Dépôts bloqués, lollars, loi bancaire : où en est le secteur bancaire libanais
Six ans après le début de la crise, des millions de déposants n'ont toujours pas récupéré leur argent. Entre lollars, plafonds de retrait et trou financier estimé à plus de 80 milliards de dollars, décryptage d'un système bancaire à reconstruire de fond en comble.

Grachifan / Wikimedia Commons, CC BY-SA 4.0
C'est la blessure la plus intime de la crise libanaise : l'argent que les gens croyaient en sécurité à la banque et qu'ils ne peuvent plus retirer. Comprendre le secteur bancaire, c'est comprendre pourquoi la colère reste vive. Ce décryptage prolonge notre dossier sur la crise économique depuis 2019.
Le mécanisme des dépôts bloqués
À l'automne 2019, pour enrayer la fuite des capitaux, les banques libanaises ont imposé des restrictions de fait sur les retraits et les transferts. Ces contrôles, jamais votés par une loi en bonne et due forme, ont enfermé l'épargne des ménages. Depuis, la plupart des déposants ne peuvent retirer que quelques centaines de dollars par mois, souvent convertis en livres à des taux défavorables.
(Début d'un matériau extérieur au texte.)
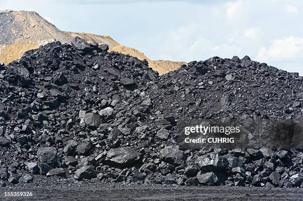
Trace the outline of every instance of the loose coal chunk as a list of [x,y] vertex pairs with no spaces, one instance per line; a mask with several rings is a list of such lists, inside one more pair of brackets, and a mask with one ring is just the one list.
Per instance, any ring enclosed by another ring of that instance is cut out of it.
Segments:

Les banques ont cessé d'accorder de nouveaux crédits, asséchant le financement de l'économie.
Qu'est-ce qu'un « lollar » ?
De cette situation est né un mot devenu tristement célèbre : le « lollar », contraction de « lira » et de « dollar ». Il désigne un dollar bloqué dans le système bancaire libanais, qui ne vaut, à la sortie, qu'une fraction d'un vrai dollar en billets. Un même compte peut ainsi afficher des « dollars » qui n'ont pas la même valeur selon qu'ils sont piégés à la banque ou détenus en espèces. Cette fiction comptable est au cœur du litige entre l'État, les banques et les épargnants.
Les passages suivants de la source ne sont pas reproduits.